Just imagine this. If you"ve got a decent internet connection, OnLive and similar services have the power to turn this into an awesome gaming rig:
Alright, maybe that"s a tad bit exaggerated, but you get the point. Since most people aren"t running the kind of system it takes to run Battlefield 3, or even the original Crysis, on max settings, OnLive has the potential to bring those kinds of games to people who really don"t want a dedicated gaming box, or just can"t afford one. OnLive can turn every dumb terminal into a gaming system with the power of a data center behind it.
There"s one more untapped market that"s just waiting to be unlocked: tablets. I know a lot of people knock tablets as gaming devices, but I really do think that it"ll eventually become more commonplace to see people using them for serious gaming. Right now, though, even as mobile devices get more powerful, developers don"t seem very motivated to port their top titles to iOS or Android. OnLive, on the other hand, could easily burst onto the scene.
On the other hand, there"s already an Android app out there (an iPad one was apparently developed and announced, but it"s been MIA since then), and it hasn"t exactly taken the world by storm. Part of that probably has to do with a lack of media attention, and the fact that Android tablets aren"t exactly "hot."

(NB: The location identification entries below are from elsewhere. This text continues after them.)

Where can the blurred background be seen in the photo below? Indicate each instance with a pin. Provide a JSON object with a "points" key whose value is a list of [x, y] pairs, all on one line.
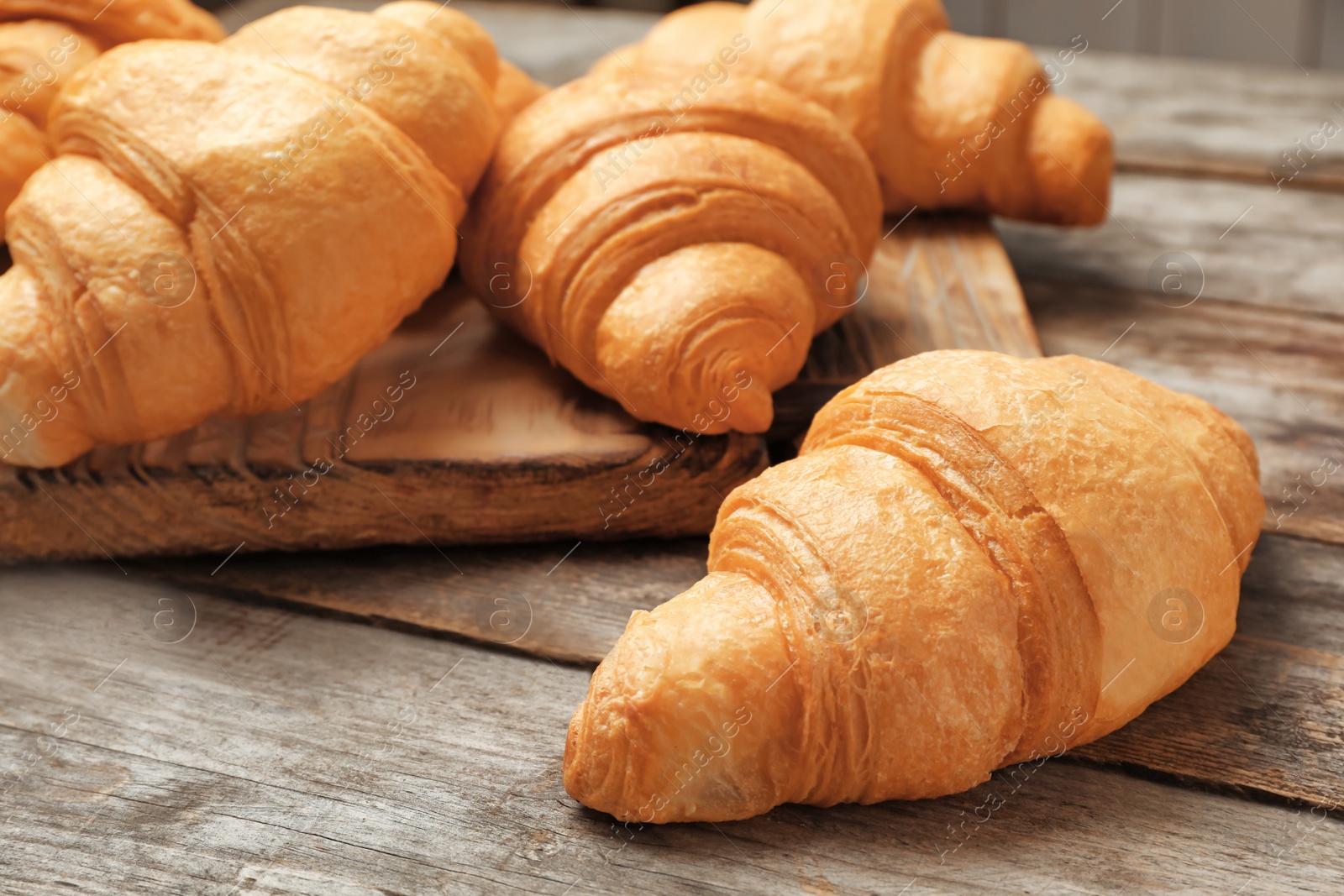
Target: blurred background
{"points": [[1305, 34]]}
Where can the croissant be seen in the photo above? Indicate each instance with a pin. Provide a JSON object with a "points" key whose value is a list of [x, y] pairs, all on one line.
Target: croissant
{"points": [[676, 261], [45, 42], [976, 560], [228, 228], [951, 121]]}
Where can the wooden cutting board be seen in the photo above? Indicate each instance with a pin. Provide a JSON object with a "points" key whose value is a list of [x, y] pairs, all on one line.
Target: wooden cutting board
{"points": [[487, 441]]}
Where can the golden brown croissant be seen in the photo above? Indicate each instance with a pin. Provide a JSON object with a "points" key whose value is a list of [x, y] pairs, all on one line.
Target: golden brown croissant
{"points": [[974, 560], [223, 235], [678, 261], [951, 121], [45, 42]]}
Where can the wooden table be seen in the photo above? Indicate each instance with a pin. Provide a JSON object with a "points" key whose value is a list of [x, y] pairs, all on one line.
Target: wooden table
{"points": [[197, 727]]}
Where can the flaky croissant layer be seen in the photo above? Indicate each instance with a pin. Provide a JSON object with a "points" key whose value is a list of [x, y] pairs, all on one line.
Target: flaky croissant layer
{"points": [[44, 43], [974, 560], [663, 251], [949, 120], [188, 253]]}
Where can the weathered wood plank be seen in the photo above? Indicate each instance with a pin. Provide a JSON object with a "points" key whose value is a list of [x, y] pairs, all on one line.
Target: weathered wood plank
{"points": [[1196, 118], [1249, 244], [1268, 712], [1278, 374], [280, 754], [1289, 647]]}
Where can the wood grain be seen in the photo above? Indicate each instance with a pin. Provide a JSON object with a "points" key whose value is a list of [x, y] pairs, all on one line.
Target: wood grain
{"points": [[934, 281], [281, 754], [486, 443], [1276, 372], [1194, 118], [1268, 712], [1265, 715], [1249, 244]]}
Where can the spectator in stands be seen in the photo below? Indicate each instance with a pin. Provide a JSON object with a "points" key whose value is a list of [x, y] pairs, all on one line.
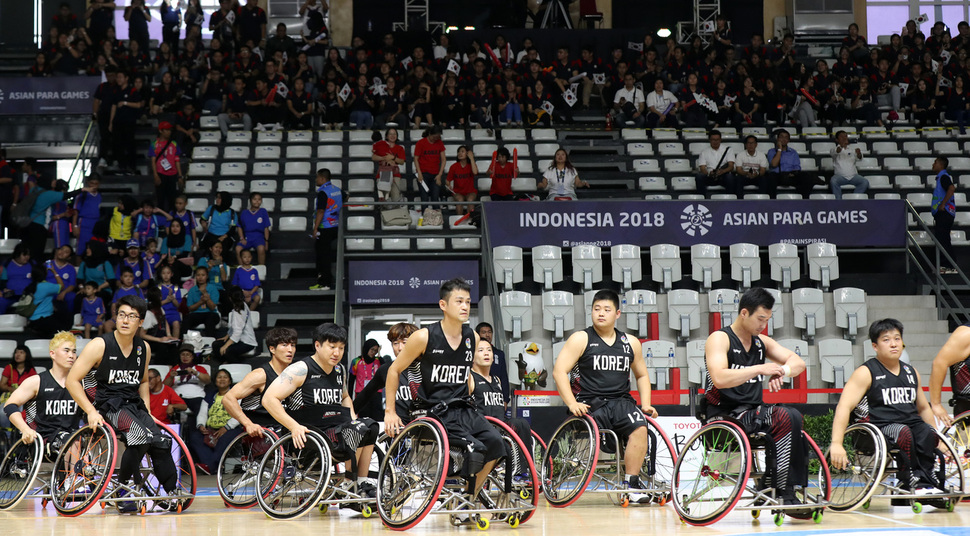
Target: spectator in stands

There"s one more advantage to streaming, and this one should be real interesting to those of you who are already gamers (presumably, that"s everyone reading NeoGamr). Like I said earlier, OnLive is gaming with the power of the cloud behind it. Theoretically, it could harness a lot more processing power and memory than anything on the market today. That means that if developers really put their effort into it, they could even use streaming to go beyond the technical abilities of modern PCs and create something really amazing.
I think that it"s very much in the interest of the industry to keep an eye on OnLive. Right now, things aren"t exactly looking good, but there is a bit of good news: they apparently have some "substantial funding" behind the service following the restructuring. Hopefully that means that someone"s looking into the future, and realizes that streaming gaming really does have the potential to totally reshape gaming as we know it. I don"t know when it"s going to be ready for primetime (apparently not now), but trust me, when it is, it"s gonna be big.